Introduction: Stem cell-derived islets (SC-islets) are unlimited human beta cell sources for transplantation that could provide a curative diabetes treatment. However, few in vitro generated SC-islets achieve an in vitro glucose-stimulated insulin secretion (GSIS) response equivalent to primary human islets in terms of the magnitude of insulin secretion or a biphasic pattern of insulin release1.

Methods: We here optimized the SC-islets differentiation protocol by an additional WNT signaling pathway inhibition at stage 2. The differentiation efficiency was evaluated by flow cytometry analysis. Dynamic and static insulin secretion of the SC-islets derived from the optimized protocol in response to different nutrient sources, including glucose, pyruvate, amino acid, and palmitate, were investigated. The oxygen consumption rate (OCR) of SC-islets in response to different nutrient sources was quantified by the Seahorse analysis. Finally, SC-islets derived from the optimized protocol were transplanted in mice under kidney capsule to examine the in vivo functionality.

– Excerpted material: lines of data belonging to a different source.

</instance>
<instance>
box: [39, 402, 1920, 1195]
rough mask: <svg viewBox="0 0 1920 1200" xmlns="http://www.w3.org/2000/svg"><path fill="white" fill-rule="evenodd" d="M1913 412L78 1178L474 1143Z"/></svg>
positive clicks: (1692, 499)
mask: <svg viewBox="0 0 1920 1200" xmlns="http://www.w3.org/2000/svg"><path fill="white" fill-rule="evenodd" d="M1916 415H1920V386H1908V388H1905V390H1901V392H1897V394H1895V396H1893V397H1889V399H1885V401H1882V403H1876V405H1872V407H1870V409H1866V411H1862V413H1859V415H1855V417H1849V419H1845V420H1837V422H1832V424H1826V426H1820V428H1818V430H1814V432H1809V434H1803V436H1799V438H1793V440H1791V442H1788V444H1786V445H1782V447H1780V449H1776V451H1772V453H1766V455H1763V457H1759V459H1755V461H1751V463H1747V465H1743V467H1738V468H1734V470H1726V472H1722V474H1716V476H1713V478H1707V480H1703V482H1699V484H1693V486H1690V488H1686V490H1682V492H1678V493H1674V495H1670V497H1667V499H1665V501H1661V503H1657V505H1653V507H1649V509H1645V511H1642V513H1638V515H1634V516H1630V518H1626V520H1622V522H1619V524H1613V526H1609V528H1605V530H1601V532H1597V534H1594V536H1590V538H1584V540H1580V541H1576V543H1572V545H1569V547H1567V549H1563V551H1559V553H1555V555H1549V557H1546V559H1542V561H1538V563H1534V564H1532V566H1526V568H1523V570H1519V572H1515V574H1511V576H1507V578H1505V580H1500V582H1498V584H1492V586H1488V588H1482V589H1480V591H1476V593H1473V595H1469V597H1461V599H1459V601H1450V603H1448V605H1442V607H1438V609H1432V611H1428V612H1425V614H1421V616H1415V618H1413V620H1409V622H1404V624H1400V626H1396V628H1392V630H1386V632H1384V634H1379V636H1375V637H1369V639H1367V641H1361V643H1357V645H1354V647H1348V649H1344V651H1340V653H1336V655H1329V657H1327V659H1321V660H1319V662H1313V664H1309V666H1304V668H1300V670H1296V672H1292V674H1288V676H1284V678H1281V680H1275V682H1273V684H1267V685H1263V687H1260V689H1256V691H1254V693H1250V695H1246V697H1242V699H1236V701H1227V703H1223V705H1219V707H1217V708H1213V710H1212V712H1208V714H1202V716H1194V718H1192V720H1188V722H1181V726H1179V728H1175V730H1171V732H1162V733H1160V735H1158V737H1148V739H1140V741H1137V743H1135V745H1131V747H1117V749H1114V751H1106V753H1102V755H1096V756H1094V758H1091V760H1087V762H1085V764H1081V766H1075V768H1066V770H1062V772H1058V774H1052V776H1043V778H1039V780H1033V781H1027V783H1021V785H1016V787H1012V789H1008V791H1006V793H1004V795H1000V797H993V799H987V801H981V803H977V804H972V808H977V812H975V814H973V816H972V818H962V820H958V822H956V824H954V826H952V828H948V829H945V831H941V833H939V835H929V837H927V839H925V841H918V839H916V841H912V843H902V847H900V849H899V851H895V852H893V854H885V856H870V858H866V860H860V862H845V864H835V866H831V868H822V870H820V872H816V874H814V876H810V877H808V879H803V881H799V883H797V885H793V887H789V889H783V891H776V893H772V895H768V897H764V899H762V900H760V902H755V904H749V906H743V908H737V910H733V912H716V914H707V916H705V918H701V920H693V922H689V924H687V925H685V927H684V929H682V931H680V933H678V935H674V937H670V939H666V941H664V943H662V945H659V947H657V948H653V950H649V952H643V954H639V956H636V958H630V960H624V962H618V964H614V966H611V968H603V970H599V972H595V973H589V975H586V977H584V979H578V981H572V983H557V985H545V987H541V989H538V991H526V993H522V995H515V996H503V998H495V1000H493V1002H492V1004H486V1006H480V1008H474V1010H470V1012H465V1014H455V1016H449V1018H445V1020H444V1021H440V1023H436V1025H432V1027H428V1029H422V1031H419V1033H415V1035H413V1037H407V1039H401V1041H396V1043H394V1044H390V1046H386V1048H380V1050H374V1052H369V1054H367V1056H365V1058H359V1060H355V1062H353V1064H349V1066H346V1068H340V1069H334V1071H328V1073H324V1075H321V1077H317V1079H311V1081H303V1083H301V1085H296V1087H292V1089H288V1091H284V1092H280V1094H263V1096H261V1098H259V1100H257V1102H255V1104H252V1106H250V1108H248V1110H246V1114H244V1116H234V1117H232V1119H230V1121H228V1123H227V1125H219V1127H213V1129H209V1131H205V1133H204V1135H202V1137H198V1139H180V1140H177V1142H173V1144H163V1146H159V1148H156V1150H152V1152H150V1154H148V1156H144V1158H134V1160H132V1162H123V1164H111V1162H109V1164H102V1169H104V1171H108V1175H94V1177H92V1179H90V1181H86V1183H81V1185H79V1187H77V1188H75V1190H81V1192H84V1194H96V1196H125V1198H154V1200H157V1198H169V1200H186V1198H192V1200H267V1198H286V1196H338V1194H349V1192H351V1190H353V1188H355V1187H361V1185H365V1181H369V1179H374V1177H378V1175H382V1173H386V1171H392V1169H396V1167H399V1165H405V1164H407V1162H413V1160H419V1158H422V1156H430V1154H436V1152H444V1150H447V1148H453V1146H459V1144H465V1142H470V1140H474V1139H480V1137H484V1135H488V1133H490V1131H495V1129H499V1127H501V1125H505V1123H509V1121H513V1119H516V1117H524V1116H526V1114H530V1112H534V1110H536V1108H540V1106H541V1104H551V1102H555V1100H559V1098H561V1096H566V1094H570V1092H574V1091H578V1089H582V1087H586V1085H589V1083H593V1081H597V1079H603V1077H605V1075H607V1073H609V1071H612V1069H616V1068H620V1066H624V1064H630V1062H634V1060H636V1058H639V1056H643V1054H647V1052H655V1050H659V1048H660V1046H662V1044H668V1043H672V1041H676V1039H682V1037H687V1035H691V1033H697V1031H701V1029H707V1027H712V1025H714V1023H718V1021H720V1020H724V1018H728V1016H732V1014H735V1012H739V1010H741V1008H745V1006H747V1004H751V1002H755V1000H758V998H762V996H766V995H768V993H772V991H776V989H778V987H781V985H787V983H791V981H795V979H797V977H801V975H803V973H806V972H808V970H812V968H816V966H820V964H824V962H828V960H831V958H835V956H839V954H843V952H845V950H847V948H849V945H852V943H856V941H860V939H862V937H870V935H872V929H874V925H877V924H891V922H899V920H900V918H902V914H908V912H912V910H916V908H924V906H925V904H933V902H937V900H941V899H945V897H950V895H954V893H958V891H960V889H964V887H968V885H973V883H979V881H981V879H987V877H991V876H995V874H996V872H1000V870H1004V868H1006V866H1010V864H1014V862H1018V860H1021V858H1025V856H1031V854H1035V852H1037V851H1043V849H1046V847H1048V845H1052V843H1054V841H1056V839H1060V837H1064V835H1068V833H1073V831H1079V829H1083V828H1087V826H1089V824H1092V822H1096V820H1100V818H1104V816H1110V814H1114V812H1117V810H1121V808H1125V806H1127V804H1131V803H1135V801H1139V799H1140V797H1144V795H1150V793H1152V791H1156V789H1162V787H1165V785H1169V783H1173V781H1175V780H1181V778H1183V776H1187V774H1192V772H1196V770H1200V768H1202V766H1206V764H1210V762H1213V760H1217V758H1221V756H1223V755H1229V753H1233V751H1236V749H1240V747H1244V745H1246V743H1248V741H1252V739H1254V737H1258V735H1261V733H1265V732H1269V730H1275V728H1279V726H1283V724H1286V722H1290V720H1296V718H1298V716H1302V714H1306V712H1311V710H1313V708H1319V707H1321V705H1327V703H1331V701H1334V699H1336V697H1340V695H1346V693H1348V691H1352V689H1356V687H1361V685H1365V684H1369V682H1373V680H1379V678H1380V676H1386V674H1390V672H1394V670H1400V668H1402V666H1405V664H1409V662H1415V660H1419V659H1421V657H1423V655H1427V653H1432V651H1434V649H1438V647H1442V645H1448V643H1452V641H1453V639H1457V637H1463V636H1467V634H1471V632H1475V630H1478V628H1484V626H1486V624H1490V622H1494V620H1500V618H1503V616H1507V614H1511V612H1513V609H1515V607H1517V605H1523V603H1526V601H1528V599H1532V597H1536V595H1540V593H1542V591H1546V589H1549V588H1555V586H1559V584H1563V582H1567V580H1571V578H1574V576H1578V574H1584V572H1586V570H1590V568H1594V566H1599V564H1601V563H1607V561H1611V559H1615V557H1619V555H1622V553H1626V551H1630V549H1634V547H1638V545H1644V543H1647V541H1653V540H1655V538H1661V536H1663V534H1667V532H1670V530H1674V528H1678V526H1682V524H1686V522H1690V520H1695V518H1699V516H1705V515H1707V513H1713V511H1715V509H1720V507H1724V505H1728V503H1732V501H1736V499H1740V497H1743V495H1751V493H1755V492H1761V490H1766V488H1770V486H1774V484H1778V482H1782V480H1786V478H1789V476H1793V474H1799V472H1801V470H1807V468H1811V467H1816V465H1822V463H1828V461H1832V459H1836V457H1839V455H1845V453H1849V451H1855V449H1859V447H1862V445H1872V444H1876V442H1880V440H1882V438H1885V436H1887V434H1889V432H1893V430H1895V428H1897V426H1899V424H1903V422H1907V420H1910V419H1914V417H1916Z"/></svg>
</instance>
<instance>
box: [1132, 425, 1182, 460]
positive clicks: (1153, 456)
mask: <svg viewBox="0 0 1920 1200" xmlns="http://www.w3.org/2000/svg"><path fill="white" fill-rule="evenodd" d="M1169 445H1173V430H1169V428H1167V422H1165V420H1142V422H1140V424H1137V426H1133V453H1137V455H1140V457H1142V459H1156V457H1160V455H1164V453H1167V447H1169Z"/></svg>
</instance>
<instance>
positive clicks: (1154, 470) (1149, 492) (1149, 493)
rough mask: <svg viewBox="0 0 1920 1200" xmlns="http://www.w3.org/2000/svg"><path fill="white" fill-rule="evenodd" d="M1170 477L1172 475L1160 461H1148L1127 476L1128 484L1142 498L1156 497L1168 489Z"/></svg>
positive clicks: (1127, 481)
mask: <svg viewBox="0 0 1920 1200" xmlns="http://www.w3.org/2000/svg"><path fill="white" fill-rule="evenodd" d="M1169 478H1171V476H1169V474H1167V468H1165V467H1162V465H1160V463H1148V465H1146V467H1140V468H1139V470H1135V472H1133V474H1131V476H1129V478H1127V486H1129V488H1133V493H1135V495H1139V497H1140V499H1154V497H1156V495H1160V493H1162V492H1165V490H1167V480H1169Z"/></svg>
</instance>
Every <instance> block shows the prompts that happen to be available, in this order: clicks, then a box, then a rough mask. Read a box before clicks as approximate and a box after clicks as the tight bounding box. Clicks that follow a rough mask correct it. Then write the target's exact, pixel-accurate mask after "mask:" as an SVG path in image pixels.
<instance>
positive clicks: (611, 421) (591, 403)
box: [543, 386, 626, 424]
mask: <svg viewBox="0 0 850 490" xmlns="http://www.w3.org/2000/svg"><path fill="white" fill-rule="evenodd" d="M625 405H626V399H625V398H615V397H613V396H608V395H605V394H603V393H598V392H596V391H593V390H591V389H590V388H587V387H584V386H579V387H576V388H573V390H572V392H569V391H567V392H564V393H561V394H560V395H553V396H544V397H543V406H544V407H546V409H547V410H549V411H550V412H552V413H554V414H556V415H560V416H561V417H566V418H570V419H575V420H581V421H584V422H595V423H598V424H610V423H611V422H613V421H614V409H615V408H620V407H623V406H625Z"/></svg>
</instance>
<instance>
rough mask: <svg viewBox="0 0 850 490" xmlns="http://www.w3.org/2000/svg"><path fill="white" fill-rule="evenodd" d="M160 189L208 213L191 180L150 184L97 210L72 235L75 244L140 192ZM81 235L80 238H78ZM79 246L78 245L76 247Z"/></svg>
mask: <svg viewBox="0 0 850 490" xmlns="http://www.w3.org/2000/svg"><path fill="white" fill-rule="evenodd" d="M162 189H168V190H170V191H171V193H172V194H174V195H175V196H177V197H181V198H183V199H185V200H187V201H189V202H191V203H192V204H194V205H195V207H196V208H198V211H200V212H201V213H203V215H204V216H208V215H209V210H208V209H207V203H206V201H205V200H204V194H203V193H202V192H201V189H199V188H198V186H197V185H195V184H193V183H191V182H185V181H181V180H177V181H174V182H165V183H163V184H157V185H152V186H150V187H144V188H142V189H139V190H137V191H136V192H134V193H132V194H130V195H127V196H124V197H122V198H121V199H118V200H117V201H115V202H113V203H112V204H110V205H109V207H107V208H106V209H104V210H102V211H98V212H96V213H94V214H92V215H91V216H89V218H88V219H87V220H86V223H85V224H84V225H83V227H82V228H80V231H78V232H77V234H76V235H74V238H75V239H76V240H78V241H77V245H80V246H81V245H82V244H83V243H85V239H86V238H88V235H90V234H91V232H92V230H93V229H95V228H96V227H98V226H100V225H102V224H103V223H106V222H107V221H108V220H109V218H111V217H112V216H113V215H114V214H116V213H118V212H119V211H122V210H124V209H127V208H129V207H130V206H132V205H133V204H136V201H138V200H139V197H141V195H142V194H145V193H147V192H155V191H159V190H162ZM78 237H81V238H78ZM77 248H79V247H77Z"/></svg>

Results: Our data showed that the WNT inhibition at stage 2 significantly increased Chromogranin A positive endocrine cell (P<0.001) and C-peptide positive cell (P<0.001) population in the studied induced pluripotency stem cell line than non-WNT inhibition at stage 2 (Figures A and B). SC-islets can maintain GSIS ability for 4 weeks in vitro with an average secretion index (SI) of 1.45. The average SI significantly decreased in week 6. However, this prolonged in vitro culture decreased glucagon-insulin and somatostatin-insulin bi-hormone cell fraction (Figures C and D). SC-islets from 3 batches of differentiation showed an elevated OCR in response to 20 mM glucose stimulation (Figure E). Dynamic GSIS shows that SC-islets respond to pyruvate and glucose stimulation (Figure F). Glutamine cannot induce insulin secretion in human islets and SC-islets; leucine induces elevated insulin secretion in human islets but not in SC-islets. Furthermore, the combination of 20 mM glucose and amino acid amplifies insulin secretion in human islets but not in SC-islets (Figures G and H). Palmitate alone cannot induce insulin secretion in human islets and SC-islets. When glucose presences, palmitate amplifies insulin secretion in human islets, not in SC-islets (Figures I and J). Transplantation of 600 SC-islets under the kidney capsule successfully prevented alloxan-induced diabetes in 3 out of 3 mice.

Conclusions: The SC-islets differentiation efficiency in this study was ensured through an optimized planar differentiation protocol. SC-islets’ insulin secretion in response to different nutrient sources was different from human islets, although they showed elevated OCR in response to glucose stimulation. This study provides a reference for further optimizing SC-islets differentiation protocol by targeting the different nutrient metabolism processes.